A completare il quadro vi è poi la circostanza, tutt’altro che trascurabile, che il nome del Presidente del Consiglio incaricato è stato suggerito, se non imposto, da almeno due cancellerie straniere, quella tedesca e quella francese, senza parlare delle sollecitazioni comunitarie in tal senso (leggi: Barroso) e del gradimento americano, espresso senza ritegno alcuno. La Corte Costituzionale non ha nulla da dire?
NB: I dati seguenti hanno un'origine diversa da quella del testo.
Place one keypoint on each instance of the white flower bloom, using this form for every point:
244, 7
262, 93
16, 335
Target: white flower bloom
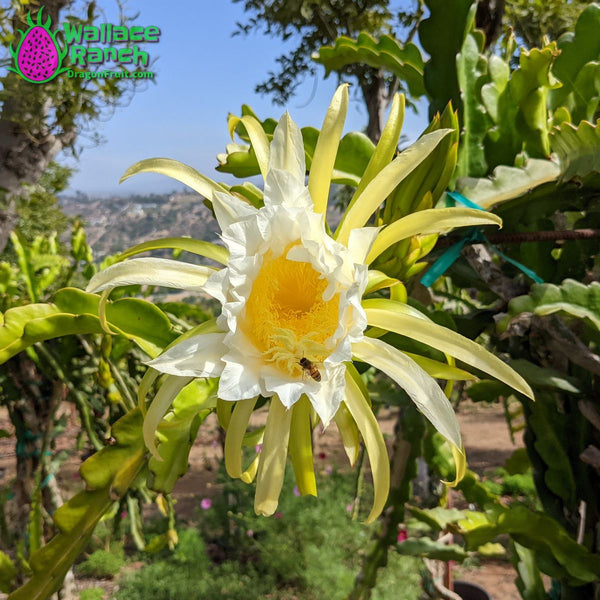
293, 315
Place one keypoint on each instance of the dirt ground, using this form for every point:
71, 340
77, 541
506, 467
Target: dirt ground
487, 443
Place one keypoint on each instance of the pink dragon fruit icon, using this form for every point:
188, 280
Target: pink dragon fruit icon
38, 56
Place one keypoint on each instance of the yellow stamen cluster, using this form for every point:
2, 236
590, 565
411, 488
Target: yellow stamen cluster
286, 316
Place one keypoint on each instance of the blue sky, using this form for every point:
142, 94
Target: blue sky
202, 74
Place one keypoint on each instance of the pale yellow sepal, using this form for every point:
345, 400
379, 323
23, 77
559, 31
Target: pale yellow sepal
200, 247
379, 281
348, 432
224, 408
301, 448
326, 149
234, 437
374, 443
250, 473
440, 370
176, 170
258, 139
398, 317
430, 221
146, 383
386, 181
385, 149
271, 468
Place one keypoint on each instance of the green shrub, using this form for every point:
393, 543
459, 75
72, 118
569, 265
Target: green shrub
102, 563
92, 594
310, 550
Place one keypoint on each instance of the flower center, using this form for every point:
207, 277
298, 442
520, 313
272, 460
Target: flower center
286, 316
Il governo Monti dei super-tecnici ha già giurato ed avremo tempo per cercare di capire cos’è avvenuto realmente e che fine ha fatto la democrazia e con piacere registreremo il momento in cui i marxisti immaginari del PD si mangeranno le mani, ma non vorrei che dovessimo arrivare a rimpiangere Berlusconi e la sua allegra compagnia di giro e comportarci come la povera vecchietta di Siracusa. Si racconta che a Siracusa una donna, molto vecchia, mentre tutti chiedevano insistentemente la morte del tiranno Dionisio a causa dell'eccessiva severità dei costumi e delle intollerabili imposte, da sola, ogni giorno, di buon mattino, pregava gli dei affinché il tiranno non venisse ucciso e le sopravvivesse. Quando egli lo seppe, non ammirando la debita benevolenza verso di sè, la chiamò e le chiese perché facesse ciò e quale suo nascosto o segreto beneficio perseguisse. Allora la vecchia disse a Dionisio: "é evidente la ragione del mio proposito infatti da fanciulla, poiché avevamo un tiranno molesto, desideravo fortemente che venisse ucciso o, quanto meno, mandato in esilio in terre lontane. Quando fu ucciso, conquistò il potere un altro molto più feroce di lui. Speravo tanto che finisse anche il suo dominio. Poi sei arrivato tu e ti sei rivelato, in tutti questi anni che hanno coinciso, ahimè, con l’inizio della mia vecchiaia, governatore più insopportabile dei precedenti. Perciò, se tu sarai ucciso, affinché non succeda al tuo posto uno ancora peggiore, offro in sacrificio la mia testa in cambio della tua salvezza". Pare che  Dionisio si vergognò di punire la spiritosa audacia della vecchietta. Per capire in che mani siamo finiti, leggete un po’ come la pensa il prof. Monti:

‎"In Italia, data la maggiore influenza avuta dalla cultura marxista e la quasi assenza di una cultura liberale, si è protratta più a lungo, in una parte dell’opinione pubblica e della classe dirigente, la priorità data alla rivendicazione ideale, su basi di istanze etiche, rispetto alla rivendicazione pragmatica, fondata su ciò che può essere ottenuto, anche con durezza ma in modo sostenibile, cioè nel vincolo della competitività. Questo arcaico stile di rivendicazione, che finisce spesso per fare il danno degli interessi tutelati, è un grosso ostacolo alle riforme. Ma può venire superato. L’abbiamo visto di recente con le due importanti riforme dovute a Mariastella Gelmini e a Sergio Marchionne. Grazie alla loro determinazione, verrà un po’ ridotto l’handicap dell’Italia nel formare studenti, nel fare ricerca, nel fabbricare automobili.”  (Corriere della sera, 2 gennaio 2011)

Praticamente – ha ragione Crozza – sono stati chiamati al governo per risolvere la crisi quelli che la crisi l’hanno provocata. Allora? Cosa avevano da festeggiare, sabato sera, tutti quelli che facevano la spola tra Palazzo Grazioli ed il Quirinale?